In the first dream, a man is in a city that is both mediaeval and modern at the same time – possibly mirroring the fragile Tent City and the modern (capitalist?) buildings around it. The city is bisected by a river in which the man is swimming naked. He is fearful of drowning and what people might think of him. He emerges from the river and looks for something to wear, finding only a vest. The SDE associates the vest with investments (capitalism) and vestments (religion; St Paul’s). What does one wrap oneself in? The protest movement expresses something about the nakedness of humanity and about concerns about who will clothe and protect the next generation. Can the different parts of society co-operate to look after the baby? (There was a baby in the SDE). Or are we exposed and naked and adorn ourselves with Emperor’s clothing?
A dream is presented involving cross-stitching that is beautiful and arouses jealousy. Cross-stitching is regarded as something firm and containing – a reference possibly to finding a way of containing the jealousy – the jealousy of those with lots of money. The SDE objects to the protest movement being dismissed as simply being jealous of people with money. But jealousy, it is also asserted, is a real live emotion and needs to be understood and worked with; it cannot be dismissed either. The SDE wonders if the cross-stitching is meant to be a protection of the other protest movements and concern is expressed about the clearance of the New York protests and the possibility that it may happen here too.

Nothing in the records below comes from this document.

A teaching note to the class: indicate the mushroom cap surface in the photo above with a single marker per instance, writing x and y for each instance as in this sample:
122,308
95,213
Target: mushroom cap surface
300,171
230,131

The ‘alter dream’ involves being in the place of worship, like a congregation, but non-denominational – it could be a church, a mosque or a synagogue. There is a man, standing next to a covered alter, who finds a small key, which is not actually a key, more like a key ring without a key. It is handed to the man who is South African and he immediately relaxes and is calm.
Associations to this dream are about a key to the ring; ring as in the circle of people in the tent; the ring of Tent City; and questions of whether one can find the key in the ring – ring as in music; the alter becomes ‘alteration’ that in turn links to cross-stitching. Can one find a way to worship and what is one worshipping? St Paul’s comes to mind – the dome of St Paul’s that is then associated with the dome of Capitol Hill in Washington which is also representative of the capitalist system; is it possible to find a new key, a new ring, that is the voice of the voiceless? Or does the protest enterprise have to destroy the system and replace it with something new? Wagner’s Lord of the Rings – is about the destruction of the old world – like St Paul’s once burned down and was replaced with something beautiful.
The SDE seems to move from wanting to throw the whole thing overboard to something that is more transformative – the key that has a new ring.
The SDE is small and only a small number of dreams is presented, but the people stay throughout and wonder how to turn fiction into fact – how is the protest movement going to turn the protest into something permanent and constructive?